SAN FRANCISCO—Despite his open-mindedness and deep commitment to multiculturalism, Steve Bern, 32, expressed fear Monday that Rei Luo, the Chinese woman who does his dry cleaning, does not like him.
"Whenever I come into [Luo's Laundry & Cleaners], I'm always very friendly," Bern said. "I say hello and ask her how she's doing, but she never reciprocates. She just smiles and hands me my receipt. I hope I haven't done anything to offend her."
"Maybe she's mad about my tags," Bern said. "A lot of my stuff says 'Made In China' or 'Made In Hong Kong,' and I know that a lot of those places run sweatshops. I'd feel awful if she thought I was supporting the exploitation of her people."
Bern, a features editor at the alternative weekly Bay Area Free Press, has been familiar with Rei since March 1998, when he started taking his laundry to her store on Visidero Street. Though there is another dry cleaner closer to his apartment, Bern wanted to patronize a minority-owned establishment.
"I like to interact with and support people of other cultures," Bern said. "This country is a tapestry of many different beliefs and backgrounds, so I try to foster that by spreading my business around to everyone, not just Caucasians like myself. I always tell Rei how much I admire the way an immigrant like her could rise from poverty to run her own store, but she never really gives me much of a response."
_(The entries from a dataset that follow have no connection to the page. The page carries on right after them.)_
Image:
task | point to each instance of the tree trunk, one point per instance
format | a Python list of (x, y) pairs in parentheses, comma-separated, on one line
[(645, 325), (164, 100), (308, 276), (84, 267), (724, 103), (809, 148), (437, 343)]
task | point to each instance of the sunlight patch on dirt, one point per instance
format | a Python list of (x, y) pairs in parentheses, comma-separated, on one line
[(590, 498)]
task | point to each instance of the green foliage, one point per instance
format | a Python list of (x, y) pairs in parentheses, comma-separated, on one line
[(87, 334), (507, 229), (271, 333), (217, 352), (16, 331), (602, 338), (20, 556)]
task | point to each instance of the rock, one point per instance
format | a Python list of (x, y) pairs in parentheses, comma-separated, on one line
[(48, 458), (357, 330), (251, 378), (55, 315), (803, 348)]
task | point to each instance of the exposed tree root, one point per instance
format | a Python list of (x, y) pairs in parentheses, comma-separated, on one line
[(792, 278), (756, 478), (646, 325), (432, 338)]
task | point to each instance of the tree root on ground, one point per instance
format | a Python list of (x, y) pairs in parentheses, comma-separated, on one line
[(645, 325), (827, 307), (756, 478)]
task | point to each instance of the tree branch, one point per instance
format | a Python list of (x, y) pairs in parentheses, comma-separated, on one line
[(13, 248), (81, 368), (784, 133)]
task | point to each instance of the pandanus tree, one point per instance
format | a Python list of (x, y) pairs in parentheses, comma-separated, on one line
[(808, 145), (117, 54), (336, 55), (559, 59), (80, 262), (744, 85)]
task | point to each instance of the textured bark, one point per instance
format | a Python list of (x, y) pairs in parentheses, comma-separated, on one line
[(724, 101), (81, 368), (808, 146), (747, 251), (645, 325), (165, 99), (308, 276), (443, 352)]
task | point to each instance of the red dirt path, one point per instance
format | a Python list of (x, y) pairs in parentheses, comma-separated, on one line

Despite his best efforts, Bern has been unable to transform his relationship with Rei into something approaching a friendship, or even a mild acquaintanceship.
"I found out that Rei came of age in a remote mountain village during the height of the Cultural Revolution, so I'd been fascinated to hear her stories," Bern said. "A few months ago, while she was pulling a 50-pound box of soap off a high shelf, I asked what it was like to grow up under Chairman Mao and the Great Leap Forward. She just stopped and muttered something to herself in Chinese, then went back to work. I'm starting to think maybe I was a little too forward."
When he returned to pick up his clothes, Bern perceived a possible change in the quality of service he received.
"I brought Rei a pair of gabardine pants with a salsa stain on the left leg," Bern said. "But when I got the pants back, the stain was still kind of there. It was faint, but if you held it up to a bright light, you could see it. I wonder if maybe not getting rid of the stain was her way of telling a white, middle-class oppressor like myself to mind my own business."
Undeterred, Bern decided that the best way to get on Rei's good side would be to learn more about her culture.
"I got a few short phrases from an Internet site about Chinese to help break the ice," Bern said. "The next time I saw her, I said 'Hello' and 'Have a nice day' in her native Mandarin. But she didn't even look up from the stack of dresses she was steam-ironing. Maybe she didn't hear me. That machine is pretty loud."
To improve relations, Bern has refrained from complaining about his dry cleaning.
"There was this gray wool sweater I brought in a few weeks ago that I never got back," Bern said. "I didn't want Rei to think I was dissatisfied, so I never brought it up. Losing a sweater is a small price to pay compared to the struggles she must go through daily as a Chinese-American."
Even though Bern firmly supports Rei's right to befriend whomever she chooses, he admitted to being disappointed by her snubs.
"I know that, culturally speaking, the Chinese tend to be low-key and not overtly demonstrative, but it would mean a lot to me if she occasionally took a break from scurrying around the shop's backroom to give me the occasional smile," Bern said. "Is that too much to ask? Well, maybe it is. After all, how can I judge someone if I've never walked in her shoes?"
When asked her opinion of Bern, Rei was unable to recall who he was. She then shooed reporters out the door, saying, "I too busy, too busy."